Former prime minister Paul Keating said expanding NATO’s ties with Asia would be like exporting poison.
Albanese and Scholz will on Monday announce an agreement for Australia to sell 100 Queensland-made Boxer heavy weapons carriers to Germany in a $1 billion deal that is believed to be one of the nation’s biggest defence export contracts.
“This agreement will boost Australia’s sovereign defence industry,secure local jobs and contribute to Australia’s economic growth,” Albanese said.
French President Emmanuel Macron is seeking to kibosh a plan by NATO officials to open a liaison office in Japan,insisting the proposal would take the alliance too far away from its North Atlantic geographical boundaries.
“We are not in favour as a matter of principle,” an Elysee Palace official told reporters on Friday. “As far as the office is concerned,the Japanese authorities themselves have told us that they are not extremely attached to it.”
Albanese will attend the annual NATO summit for the second year running as part of the so-called “IP4”:a group of four non-member states in the Indo-Pacific comprising Australia,South Korea,Japan and New Zealand.

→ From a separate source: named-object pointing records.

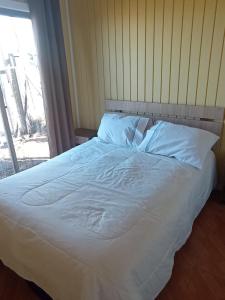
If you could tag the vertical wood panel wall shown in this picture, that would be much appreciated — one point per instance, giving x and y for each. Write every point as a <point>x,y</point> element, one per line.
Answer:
<point>169,51</point>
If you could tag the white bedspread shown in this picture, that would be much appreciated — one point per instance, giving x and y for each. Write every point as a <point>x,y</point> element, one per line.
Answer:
<point>100,222</point>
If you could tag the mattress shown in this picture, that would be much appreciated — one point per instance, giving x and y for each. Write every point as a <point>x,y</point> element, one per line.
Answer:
<point>100,222</point>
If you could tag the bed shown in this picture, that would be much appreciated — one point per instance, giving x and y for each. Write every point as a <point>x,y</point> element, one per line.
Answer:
<point>101,222</point>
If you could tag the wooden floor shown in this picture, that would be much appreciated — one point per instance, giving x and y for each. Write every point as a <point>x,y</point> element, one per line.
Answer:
<point>199,270</point>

In a statement issued on Sunday,Keating said:“President Macron of France is right to warn NATO away from any expansion into Asia,reminding all and sundry of NATO’s Atlantic design and focus.”
Claiming that “the Europeans have been fighting each other for the best part of 300 years”,Keating said:“Exporting that malicious poison to Asia would be akin to Asia welcoming the plague upon itself.